In an exclusive interview with HUMAN EVENTS, Sen. John Ensign (R-Nev.) issued a strict warning to watch what senators say when making public statements about opposing the card check legislation.
“We’ve seen the unions operate in the past, and they don’t give up this easily,” Ensign said. “Certainly the Employee Free Choice Act — getting rid of the right to a secret ballot — is not doing well right now with several Democrats coming out against it and Arlen Specter coming out against it. If you notice, they always say ‘in its current form,’ and that makes you nervous. What kind of compromise is going to be attempted, because there can be no compromise on this legislation. It is a terrible, un-American piece of legislation. Getting rid of the secret ballot and imposing mandatory arbitration on what the workplace rules are, how much wages are, healthcare benefits are and those kinds of things, it literally is un-American and that is why we cannot afford compromise on this. Compromise always makes you nervous on Capitol Hill, especially when they’re trying to compromise and get bad legislation through.”
Ensign told us he wasn’t aware of any negotiations toward a “card check” compromise. But he warned that will only spur the unions to more intense efforts to grow the Democratic majority in the Senate. “Let’s say that it doesn’t have a chance this year, that doesn’t mean it doesn’t have a chance next year or even after the next election. The unions are going to put tremendous resources into the next election. If they can’t get 60 votes now, you can bet they’re going to go all out. They did in the last election. They’re going to put every bit if not more resources into the next election because they know that they already have the White House. They can put 100% of their resources into electing Senate Democrats and getting to that magic 60 number. They know they already have the House, they have the White House, they can focus all of their resources on the Senate.”
Former Massachusetts governor and Republican presidential candidate Mitt Romney spoke yesterday about the lack of incentive the legislation would provide for unions to negotiate a fair contract within the 90-day window and what mandatory arbitration and government-mandated contract baselines would do to job creation and the American economy.
“Binding arbitration, which they intend to impose, is a grab of power by the federal government,” Romney said. “Basically they’re saying that the workers in the workplace and the management that are running an enterprise will not be free to set their own work rules and their own compensation parameters but instead the federal government will step in and start mandating these things for American businesses."

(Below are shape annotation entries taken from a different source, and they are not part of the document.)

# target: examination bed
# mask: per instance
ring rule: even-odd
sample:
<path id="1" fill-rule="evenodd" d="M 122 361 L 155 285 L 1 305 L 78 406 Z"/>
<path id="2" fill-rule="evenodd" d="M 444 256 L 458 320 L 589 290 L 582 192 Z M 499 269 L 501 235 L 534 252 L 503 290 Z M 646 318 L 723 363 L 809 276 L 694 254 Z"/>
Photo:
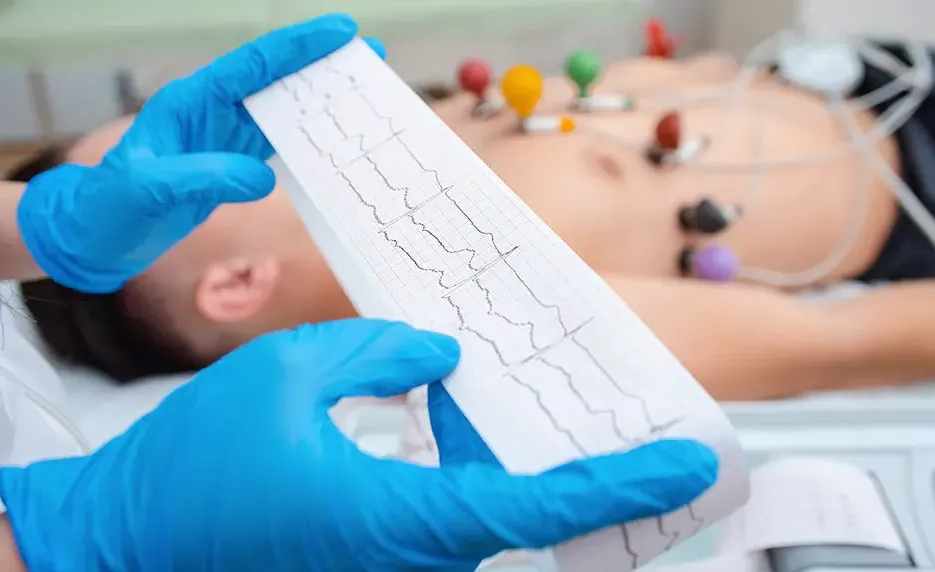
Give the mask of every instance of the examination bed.
<path id="1" fill-rule="evenodd" d="M 815 296 L 854 291 L 837 288 Z M 169 376 L 118 386 L 88 370 L 58 369 L 69 413 L 92 446 L 123 431 L 188 379 Z M 776 457 L 804 455 L 841 460 L 870 472 L 885 491 L 916 569 L 935 569 L 935 382 L 769 403 L 730 403 L 725 409 L 753 466 Z M 391 456 L 399 451 L 404 418 L 399 405 L 366 401 L 352 408 L 341 425 L 365 450 Z M 715 525 L 655 565 L 710 558 L 721 533 Z M 498 564 L 492 570 L 534 572 L 515 564 Z"/>

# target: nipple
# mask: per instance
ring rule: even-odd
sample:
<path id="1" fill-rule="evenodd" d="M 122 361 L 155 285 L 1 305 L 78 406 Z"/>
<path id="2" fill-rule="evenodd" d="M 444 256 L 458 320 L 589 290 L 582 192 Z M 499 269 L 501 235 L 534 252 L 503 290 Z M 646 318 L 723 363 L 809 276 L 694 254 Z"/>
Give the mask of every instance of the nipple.
<path id="1" fill-rule="evenodd" d="M 687 163 L 707 146 L 704 138 L 682 140 L 682 117 L 676 111 L 659 119 L 654 135 L 653 144 L 646 150 L 647 159 L 654 165 Z"/>
<path id="2" fill-rule="evenodd" d="M 534 115 L 542 99 L 542 75 L 532 66 L 514 66 L 500 80 L 500 91 L 507 106 L 520 119 L 524 133 L 570 133 L 574 119 L 568 116 Z"/>
<path id="3" fill-rule="evenodd" d="M 458 66 L 458 86 L 477 98 L 473 111 L 477 117 L 490 117 L 503 110 L 502 101 L 487 97 L 487 90 L 492 81 L 493 72 L 484 60 L 471 58 Z"/>
<path id="4" fill-rule="evenodd" d="M 591 88 L 603 73 L 600 56 L 588 50 L 577 50 L 565 60 L 565 75 L 577 88 L 575 111 L 624 111 L 633 108 L 633 100 L 620 95 L 593 95 Z"/>
<path id="5" fill-rule="evenodd" d="M 730 282 L 740 272 L 740 261 L 733 250 L 720 244 L 708 244 L 697 250 L 689 246 L 679 256 L 679 270 L 683 276 Z"/>

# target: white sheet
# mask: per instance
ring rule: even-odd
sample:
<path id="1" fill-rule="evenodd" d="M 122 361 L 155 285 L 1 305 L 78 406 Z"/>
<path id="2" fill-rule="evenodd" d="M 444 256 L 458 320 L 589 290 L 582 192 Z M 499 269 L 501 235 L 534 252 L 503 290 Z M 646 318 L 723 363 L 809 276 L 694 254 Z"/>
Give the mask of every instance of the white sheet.
<path id="1" fill-rule="evenodd" d="M 838 286 L 804 294 L 816 302 L 854 296 L 870 288 L 863 284 L 844 283 Z M 100 445 L 124 431 L 136 419 L 156 407 L 173 389 L 184 383 L 188 376 L 158 377 L 124 386 L 114 384 L 103 376 L 91 371 L 60 368 L 70 408 L 76 417 L 75 422 L 85 431 L 92 445 Z M 814 403 L 825 401 L 931 399 L 935 400 L 935 381 L 919 383 L 902 388 L 871 389 L 852 392 L 827 392 L 789 400 L 791 402 Z M 353 417 L 366 417 L 365 423 L 348 420 L 354 436 L 359 437 L 361 445 L 378 454 L 389 454 L 399 447 L 399 437 L 393 431 L 402 426 L 404 414 L 402 407 L 389 403 L 376 403 L 367 409 L 356 411 Z M 381 428 L 385 428 L 381 431 Z"/>

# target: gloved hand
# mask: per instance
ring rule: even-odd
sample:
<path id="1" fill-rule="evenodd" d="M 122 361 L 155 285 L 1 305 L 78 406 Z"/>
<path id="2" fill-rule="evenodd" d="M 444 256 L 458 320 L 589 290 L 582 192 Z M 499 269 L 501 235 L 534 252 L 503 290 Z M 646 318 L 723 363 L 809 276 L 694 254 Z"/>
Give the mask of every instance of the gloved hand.
<path id="1" fill-rule="evenodd" d="M 465 570 L 675 509 L 713 480 L 710 452 L 681 441 L 541 476 L 426 468 L 361 452 L 329 417 L 458 358 L 452 338 L 382 321 L 258 338 L 97 453 L 0 470 L 21 555 L 43 572 Z"/>
<path id="2" fill-rule="evenodd" d="M 33 179 L 18 218 L 36 263 L 65 286 L 113 292 L 218 204 L 269 194 L 273 150 L 241 101 L 356 34 L 338 14 L 271 32 L 164 87 L 100 166 L 63 165 Z"/>
<path id="3" fill-rule="evenodd" d="M 428 407 L 442 467 L 451 470 L 473 464 L 486 467 L 491 475 L 498 471 L 506 474 L 442 384 L 428 387 Z M 603 459 L 570 463 L 545 473 L 555 478 L 555 484 L 539 500 L 555 505 L 543 507 L 549 513 L 514 516 L 520 522 L 531 519 L 526 521 L 526 528 L 512 530 L 517 547 L 554 545 L 557 542 L 543 543 L 540 539 L 579 536 L 604 528 L 593 526 L 602 519 L 606 525 L 622 524 L 671 512 L 713 485 L 718 471 L 717 457 L 711 449 L 684 440 L 656 441 Z M 510 521 L 509 514 L 515 509 L 509 503 L 491 508 L 487 518 L 492 522 Z M 481 560 L 463 564 L 456 571 L 475 570 Z"/>

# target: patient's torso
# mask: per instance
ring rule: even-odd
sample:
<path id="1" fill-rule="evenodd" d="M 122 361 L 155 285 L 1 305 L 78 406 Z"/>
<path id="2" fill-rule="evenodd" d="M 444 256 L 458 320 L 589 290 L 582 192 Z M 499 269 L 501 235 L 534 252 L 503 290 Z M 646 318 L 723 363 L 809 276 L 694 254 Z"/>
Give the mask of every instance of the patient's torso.
<path id="1" fill-rule="evenodd" d="M 729 88 L 734 75 L 710 62 L 612 66 L 596 91 L 636 93 L 636 110 L 577 114 L 578 131 L 567 135 L 519 134 L 509 113 L 473 118 L 467 96 L 435 108 L 598 271 L 676 276 L 682 249 L 704 240 L 730 246 L 746 266 L 807 269 L 845 235 L 870 169 L 856 153 L 782 169 L 737 168 L 833 152 L 849 137 L 822 99 L 766 78 L 733 100 L 725 95 L 700 102 L 703 94 Z M 639 94 L 654 87 L 655 93 Z M 572 93 L 566 80 L 548 79 L 537 113 L 567 113 Z M 707 136 L 712 144 L 697 165 L 660 169 L 641 149 L 652 143 L 659 117 L 673 109 L 682 115 L 683 140 Z M 854 117 L 862 130 L 873 125 L 869 112 Z M 897 168 L 895 144 L 887 140 L 879 148 Z M 830 280 L 862 272 L 886 240 L 896 204 L 875 177 L 868 196 L 859 239 Z M 688 235 L 679 228 L 678 209 L 703 197 L 743 204 L 745 215 L 713 238 Z"/>

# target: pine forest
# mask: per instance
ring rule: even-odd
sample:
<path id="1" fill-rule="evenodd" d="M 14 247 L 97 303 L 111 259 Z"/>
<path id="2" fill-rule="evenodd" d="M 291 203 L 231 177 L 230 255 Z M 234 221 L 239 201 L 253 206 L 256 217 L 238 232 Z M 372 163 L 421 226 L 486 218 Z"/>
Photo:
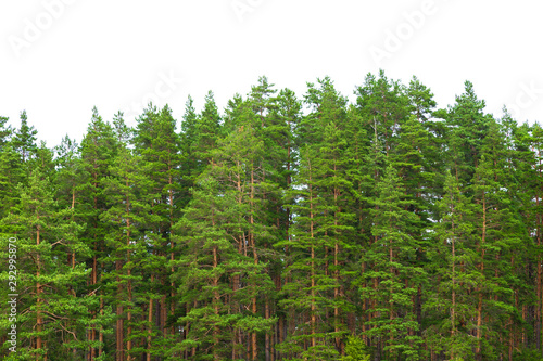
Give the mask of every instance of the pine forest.
<path id="1" fill-rule="evenodd" d="M 0 117 L 0 359 L 543 360 L 543 128 L 470 81 L 353 99 Z"/>

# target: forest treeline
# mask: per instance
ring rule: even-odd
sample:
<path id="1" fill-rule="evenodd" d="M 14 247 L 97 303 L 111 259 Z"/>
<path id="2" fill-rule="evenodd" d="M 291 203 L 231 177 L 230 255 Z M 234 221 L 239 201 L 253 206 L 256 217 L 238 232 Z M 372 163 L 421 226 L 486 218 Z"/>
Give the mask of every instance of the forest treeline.
<path id="1" fill-rule="evenodd" d="M 355 95 L 261 77 L 52 149 L 0 118 L 2 359 L 542 360 L 541 126 Z"/>

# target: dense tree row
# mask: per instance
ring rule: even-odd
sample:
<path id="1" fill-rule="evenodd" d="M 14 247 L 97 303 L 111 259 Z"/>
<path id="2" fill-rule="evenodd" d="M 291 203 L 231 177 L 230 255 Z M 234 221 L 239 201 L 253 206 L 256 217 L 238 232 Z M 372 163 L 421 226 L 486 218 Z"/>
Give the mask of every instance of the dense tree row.
<path id="1" fill-rule="evenodd" d="M 261 77 L 179 127 L 94 108 L 54 149 L 1 117 L 2 358 L 541 360 L 541 126 L 469 81 L 442 109 L 382 72 L 355 95 Z"/>

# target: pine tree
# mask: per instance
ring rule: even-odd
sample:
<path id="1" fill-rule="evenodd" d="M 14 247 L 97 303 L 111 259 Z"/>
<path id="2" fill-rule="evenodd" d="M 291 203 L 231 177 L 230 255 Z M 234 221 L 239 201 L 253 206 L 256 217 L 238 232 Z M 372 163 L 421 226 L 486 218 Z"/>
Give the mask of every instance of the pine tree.
<path id="1" fill-rule="evenodd" d="M 375 300 L 368 310 L 376 314 L 368 322 L 372 328 L 366 334 L 380 337 L 390 358 L 402 354 L 406 360 L 419 360 L 421 339 L 411 332 L 418 331 L 412 297 L 417 294 L 419 280 L 426 276 L 414 262 L 418 245 L 411 229 L 418 219 L 406 210 L 412 201 L 405 199 L 404 185 L 392 166 L 388 166 L 378 190 L 371 229 L 376 241 L 365 255 L 372 267 L 363 275 L 376 286 L 361 289 L 363 296 Z"/>
<path id="2" fill-rule="evenodd" d="M 103 300 L 102 275 L 106 272 L 104 263 L 100 262 L 110 253 L 104 240 L 111 232 L 110 225 L 100 220 L 100 215 L 110 208 L 104 195 L 104 182 L 110 176 L 109 168 L 117 152 L 117 141 L 111 125 L 102 120 L 98 109 L 92 109 L 92 118 L 87 134 L 80 144 L 81 181 L 80 201 L 76 202 L 76 220 L 86 224 L 81 241 L 91 249 L 92 256 L 87 261 L 91 269 L 87 287 L 89 294 L 100 295 L 100 305 L 91 310 L 93 326 L 86 335 L 88 357 L 94 359 L 103 356 L 104 328 L 98 320 L 106 310 Z"/>
<path id="3" fill-rule="evenodd" d="M 13 134 L 13 147 L 21 154 L 23 163 L 28 160 L 37 150 L 36 134 L 38 131 L 28 126 L 26 111 L 21 112 L 21 127 Z"/>
<path id="4" fill-rule="evenodd" d="M 92 324 L 89 308 L 98 304 L 98 297 L 85 293 L 84 260 L 90 249 L 78 237 L 83 227 L 73 220 L 73 209 L 58 208 L 51 183 L 39 169 L 17 191 L 20 206 L 2 220 L 17 230 L 17 352 L 37 360 L 48 354 L 79 360 L 87 347 L 80 337 Z M 106 312 L 93 320 L 106 321 Z"/>

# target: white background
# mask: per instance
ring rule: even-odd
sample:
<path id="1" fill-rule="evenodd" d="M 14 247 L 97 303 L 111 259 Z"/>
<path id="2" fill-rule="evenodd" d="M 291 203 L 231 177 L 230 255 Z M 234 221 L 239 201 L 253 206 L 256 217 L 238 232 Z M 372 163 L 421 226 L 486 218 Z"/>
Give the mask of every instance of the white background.
<path id="1" fill-rule="evenodd" d="M 80 141 L 97 106 L 129 125 L 154 100 L 180 121 L 188 94 L 223 109 L 258 76 L 302 96 L 329 75 L 354 101 L 367 73 L 416 75 L 440 107 L 464 81 L 487 112 L 543 114 L 543 21 L 534 0 L 1 0 L 0 115 L 49 146 Z M 376 55 L 377 54 L 377 55 Z M 164 81 L 165 78 L 169 80 Z M 182 81 L 180 80 L 182 79 Z"/>

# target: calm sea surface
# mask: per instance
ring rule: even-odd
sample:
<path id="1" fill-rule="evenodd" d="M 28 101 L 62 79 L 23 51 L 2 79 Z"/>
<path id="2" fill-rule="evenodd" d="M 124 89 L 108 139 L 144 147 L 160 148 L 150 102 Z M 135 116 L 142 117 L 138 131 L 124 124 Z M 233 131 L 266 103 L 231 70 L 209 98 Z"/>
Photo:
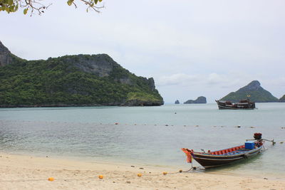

“Our economy is a living entity in some respects in that there are literally millions of jobs that are lost every year as businesses go out of business," Romney continued. "And they are replaced by a little more, in normal years, a little more than the millions that are lost by the millions that come in as new businesses start up and as they grow. It’s an ongoing process of creative destruction.
“If you say to entrepreneurs, the people who are thinking about risking their own money to start a business, hey, guess what, if you start a business in the United States of America there’s a very significant chance that once you reach 10 employees that your employees are going to be targeted and intimidated to form a union. You won’t even know it’s happening. Then there’s going to be a potential for a binding arbitrator to come in and tell you how to have your work rules and tell your business how to pay your people. If you create that kind of cloud over the creation of a business, you’re going to encourage fewer and fewer entrepreneurs. It is a black cloud on entrepreneurship. It would be a dampener for the creation of new enterprise.
I asked Romney what a government arbitrator’s imposition of a baseline, two-year contract in a newly-unionized business would do to subsequent contracts as well as to contracts for new, startup businesses.
Romney said, “I think the effect would be that an entrepreneur is going to ask him or herself, ‘Do I really want to get into business with this kind of threat?’ And they’re going to hear stories across the country of what happens to certain businesses that get started and the kind of work rules and compensation levels that are imposed upon them, and there are going to be a number of entrepreneurs who are going to say I just don’t want to risk my life savings on beginning an enterprise which could become worthless because the government steps in and tells me what I have to do.
“It’s about as un-American a thing as I can imagine,” Romney concluded. “They are taking away the right to a secret ballot and then taking away the right of workers and an employer to decide how much they’re going to be paid and what their work rules are going to be. It’s extraordinary.”